Pulling out all the stops, Sanral insisted that the project had progressed too far to suddenly be stopped and if it were, the country would suffer severe financial harm, including the R20bn ($2.5bn) installation costs that would have to be repaid to lenders regardless of whether or not the GFIP proceeds. The debt was underwritten by the South African government. The Treasury appeared as a Sanral witness to impress upon the court the damage that halting the project would cause to the fiscus in having to repay the debt without toll income and the harm that would accrue to South Africa’s reputation in capital markets.
But not all economists were convinced. A fair proportion have dismissed claims of the dire consequence to national finances and the trashing of South Africa’s global credit rating if the e-toll programme did not go ahead.
Economist at Johannesburg’s Investment Solutions, Chris Hart, says there is “a weakness in expenditure the government is not telling us about” if the interdict destabilises expenditure to any great extent. He describes the delay as “no big deal” and estimates the government would have to pay less than R2bn ($285m) a year to service the GFIP incurred debt.
Efficient Group economist Dawie Roodt says the government’s chaotic efforts to introduce e-tolling, and the High Court’s order to halt the project, have cast a shadow over the state’s multibillion-rand infrastructure plans, with questions raised about its ability or willingness to guarantee debt.

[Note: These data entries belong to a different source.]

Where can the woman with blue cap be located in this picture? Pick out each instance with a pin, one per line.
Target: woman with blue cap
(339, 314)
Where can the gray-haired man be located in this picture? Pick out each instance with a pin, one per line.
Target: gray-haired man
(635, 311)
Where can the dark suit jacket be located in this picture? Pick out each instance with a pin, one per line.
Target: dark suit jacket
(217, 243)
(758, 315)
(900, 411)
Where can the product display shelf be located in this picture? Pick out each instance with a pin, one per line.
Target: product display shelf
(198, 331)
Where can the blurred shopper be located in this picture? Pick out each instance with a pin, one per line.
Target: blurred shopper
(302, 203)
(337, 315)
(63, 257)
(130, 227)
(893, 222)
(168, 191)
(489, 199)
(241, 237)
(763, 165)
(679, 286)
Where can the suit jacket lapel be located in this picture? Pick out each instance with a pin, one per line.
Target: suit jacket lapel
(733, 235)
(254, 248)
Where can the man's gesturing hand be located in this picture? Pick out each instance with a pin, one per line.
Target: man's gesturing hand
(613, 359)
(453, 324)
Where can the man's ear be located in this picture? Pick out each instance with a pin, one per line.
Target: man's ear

“South Africa’s leadership also appears weak and confused, which could damage the country’s image as an investment destination,” he maintains.
Standard Bank’s chief economist Goolam Ballim says contractual infringement does not imply sovereign default risk and won’t affect South Africa’s international credit standing. “It’s a government-guaranteed debt,” he says, “and if Sanral can’t pay it, the government will. Hart also notes that March’s hike of 10 cents a litre in the government levy on price of petrol will give the government enough leeway to service the debt.
Peter Attard Montalto, emerging market economist, warns that the inability to raise tolls carries serious fiscal risk, sets a dangerous precedent and could have negative implications for the government’s infrastructure programme.
Dramatic as events were in the upending of the e-toll road project, local financial markets were left largely untouched because, proposes Investec economist Tertia Jacobs, “the markets had expected nothing less than a fiasco”. She points out that the e-toll controversy has been simmering for months and the markets are waiting to see how the government and Sanral will overcome the impasse.
Factors that weighed heavily on the legal proceedings were the steep toll cost, a serious lack of public transport, the knock-on effect toll costs would have on inflation and how the poor would suffer as would, by association, the informal economy.
In the final analysis, the interdict means the implementation of e-tolling will be delayed for a period of months or even years depending on how long a review of the process by Outa will take. Essentially, the interdict will be in place until all litigation pertaining to the review process is concluded which, in the opinion of one senior council, could be more than a year.
Ordinary South Africans insist they will not be able to afford to pay for tolls and have no alternative.